Nothing lasts forever. "Look at those clouds," Meno says, breaking the silence after nearly an hour. To the north we can see billowy clusters of black heading our way. "If they come," Meno says, "we'll have a hard time getting down."
Reluctantly, we head back. With gravity on our side it seems easier. That is, until my legs become more jellylike with every step, and a hot midday wind rises up the mountain. With every downward step it gets hotter. I slip, gashing my thigh before I can grab a root to stop my slide. And I'm out of water, having gulped nearly two liters during the climb. By the time I stumble out of the bush onto the road, I can barely walk. The summit seems a distant dream. And when James staggers out behind me, he's crazy with thirst.

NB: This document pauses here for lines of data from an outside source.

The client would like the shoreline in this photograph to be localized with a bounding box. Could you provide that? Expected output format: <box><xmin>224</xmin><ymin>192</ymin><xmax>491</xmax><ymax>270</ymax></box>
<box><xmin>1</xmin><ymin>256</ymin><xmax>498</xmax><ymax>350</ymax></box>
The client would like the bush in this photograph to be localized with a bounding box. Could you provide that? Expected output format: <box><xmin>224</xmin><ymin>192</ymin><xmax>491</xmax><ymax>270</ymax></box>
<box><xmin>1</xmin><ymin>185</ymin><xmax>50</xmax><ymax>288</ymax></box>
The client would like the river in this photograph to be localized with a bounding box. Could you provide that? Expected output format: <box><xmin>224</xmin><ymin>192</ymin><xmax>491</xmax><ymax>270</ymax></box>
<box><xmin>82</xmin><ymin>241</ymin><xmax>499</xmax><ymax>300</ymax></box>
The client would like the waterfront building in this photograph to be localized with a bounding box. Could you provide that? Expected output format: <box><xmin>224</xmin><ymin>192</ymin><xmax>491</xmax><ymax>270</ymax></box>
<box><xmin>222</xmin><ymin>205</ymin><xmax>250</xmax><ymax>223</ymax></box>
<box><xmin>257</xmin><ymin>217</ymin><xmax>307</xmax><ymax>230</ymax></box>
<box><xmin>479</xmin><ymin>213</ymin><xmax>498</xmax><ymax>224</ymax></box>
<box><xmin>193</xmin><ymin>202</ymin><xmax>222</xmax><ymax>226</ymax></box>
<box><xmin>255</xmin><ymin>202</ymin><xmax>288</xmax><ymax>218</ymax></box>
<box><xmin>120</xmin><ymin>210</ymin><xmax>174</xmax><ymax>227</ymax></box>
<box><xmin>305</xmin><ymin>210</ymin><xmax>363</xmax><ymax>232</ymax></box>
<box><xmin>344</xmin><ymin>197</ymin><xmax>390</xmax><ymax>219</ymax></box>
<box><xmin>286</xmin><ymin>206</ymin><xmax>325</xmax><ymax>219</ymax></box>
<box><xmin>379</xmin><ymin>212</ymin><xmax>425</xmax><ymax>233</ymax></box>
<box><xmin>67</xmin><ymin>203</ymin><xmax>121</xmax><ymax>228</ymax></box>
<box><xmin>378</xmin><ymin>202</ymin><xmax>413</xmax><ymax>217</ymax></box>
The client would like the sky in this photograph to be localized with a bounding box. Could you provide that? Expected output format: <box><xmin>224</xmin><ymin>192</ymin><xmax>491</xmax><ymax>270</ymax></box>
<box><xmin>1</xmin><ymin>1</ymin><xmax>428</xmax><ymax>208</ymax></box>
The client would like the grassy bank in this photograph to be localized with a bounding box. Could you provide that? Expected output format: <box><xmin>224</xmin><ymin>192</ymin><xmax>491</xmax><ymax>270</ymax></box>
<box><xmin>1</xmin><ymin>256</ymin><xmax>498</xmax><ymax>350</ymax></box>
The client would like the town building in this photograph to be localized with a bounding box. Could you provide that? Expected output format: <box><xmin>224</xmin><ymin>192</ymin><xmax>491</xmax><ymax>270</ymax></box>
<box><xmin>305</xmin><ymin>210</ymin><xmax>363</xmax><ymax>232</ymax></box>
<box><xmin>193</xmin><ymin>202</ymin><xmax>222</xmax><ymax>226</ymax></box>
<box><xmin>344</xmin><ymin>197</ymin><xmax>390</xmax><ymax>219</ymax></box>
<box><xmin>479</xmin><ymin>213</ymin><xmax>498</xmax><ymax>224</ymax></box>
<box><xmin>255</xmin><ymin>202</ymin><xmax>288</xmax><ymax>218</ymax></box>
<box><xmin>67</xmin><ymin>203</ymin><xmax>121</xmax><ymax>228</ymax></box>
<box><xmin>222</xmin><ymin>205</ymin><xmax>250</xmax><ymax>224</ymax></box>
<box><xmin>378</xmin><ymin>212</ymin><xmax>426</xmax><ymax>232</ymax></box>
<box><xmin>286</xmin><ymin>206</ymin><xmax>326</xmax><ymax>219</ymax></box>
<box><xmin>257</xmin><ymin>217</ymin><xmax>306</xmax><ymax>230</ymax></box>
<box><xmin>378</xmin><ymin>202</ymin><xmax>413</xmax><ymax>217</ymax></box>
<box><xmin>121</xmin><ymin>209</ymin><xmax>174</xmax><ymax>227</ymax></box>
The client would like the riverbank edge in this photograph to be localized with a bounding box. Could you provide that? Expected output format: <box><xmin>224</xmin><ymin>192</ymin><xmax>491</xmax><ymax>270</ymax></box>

Diving into the sea has never felt so good or so deserved, and we spend the afternoon lounging on the sand. But the beach seems banal now, and those Pitons are still there, still beckoning, and I'm already nostalgic for the beauty and quiet of that hour on the summit.
"You ready for Gros Piton?" I ask James. He looks at me, turns to the peaks, studies the romantic silhouette on his beer bottle label, and nods.
The next day we park the car in the village of Fond Gens Libres and hike stiffly in, past two black pigs tethered in a yard and chickens skittering underfoot.
"My legs are killing me," James says as a mongoose races into the bush. Indeed, my own thighs feel as if someone has beaten them with a hammer.
Two years ago this village of 20 houses at the base of Gros Piton built a wooden nature center; to climb the peak, you have to hire a local guide there.
Murray Charles, whose craggy face and jet black goatee give him the look of a wood carving, carries a machete and a two-way radio as he leads the way. Conventional wisdom says that after the rigors of the Petit Piton we should be underwhelmed by this climb, and the first 45 minutes on a gently sloping path around the base are easy; my legs loosen nicely. But then the trail hits the seaward side and turns into a 1,000-foot staircase straight up the mountainside. I'm quickly exhausted. My legs burn, still spent from Petit Piton. Each stair is painful. My heart thumps; my thighs whimper.
Still, it's worth every step. Gros Piton is greener, and the easier (well, easier if I weren't already wiped out) hike up is perfect for pausing and listening to the silence. As I stand absolutely still, waiting for James and Murray to catch up, a gecko climbs down the limb of a tree, flicks his tongue out, and eats a bug. A leaf falls. Birds chirp, and the long woo, woo, woooo of something big calls high above me.
I continue up, each burning step a meditative mantra. Step, rest, step, rest, step – I suddenly pity all those folks relaxing with their mango daiquiris down below at the water's edge while we mount the shoulders of the island for a fresh look around.
Near the top I emerge into a riotous, fecund jungle. Clusters of vines dangle like a Rastafarian's hair. Giant tree roots covered with velvety green moss are entangled on the rocky ground. Trees drip with huge epiphytes, their leaves five feet long. Red heliconia flowers dot the green. A tiny Antillean crested hummingbird whirs at arm's reach.
A few more steps and, two hours after starting, I reach the top, a boulder field surrounded by thick green trees and bushes that obscure the view in all directions, except to the southeast. I peel off my soaking shirt, find a hot rock, and, as I wait for James and Murray, sit alone and in silence at the top of the world, gazing across St. Lucia and the Atlantic Ocean. My legs are killing me, and I wonder how I'll get down. But for the second time in as many days, everything looks new again.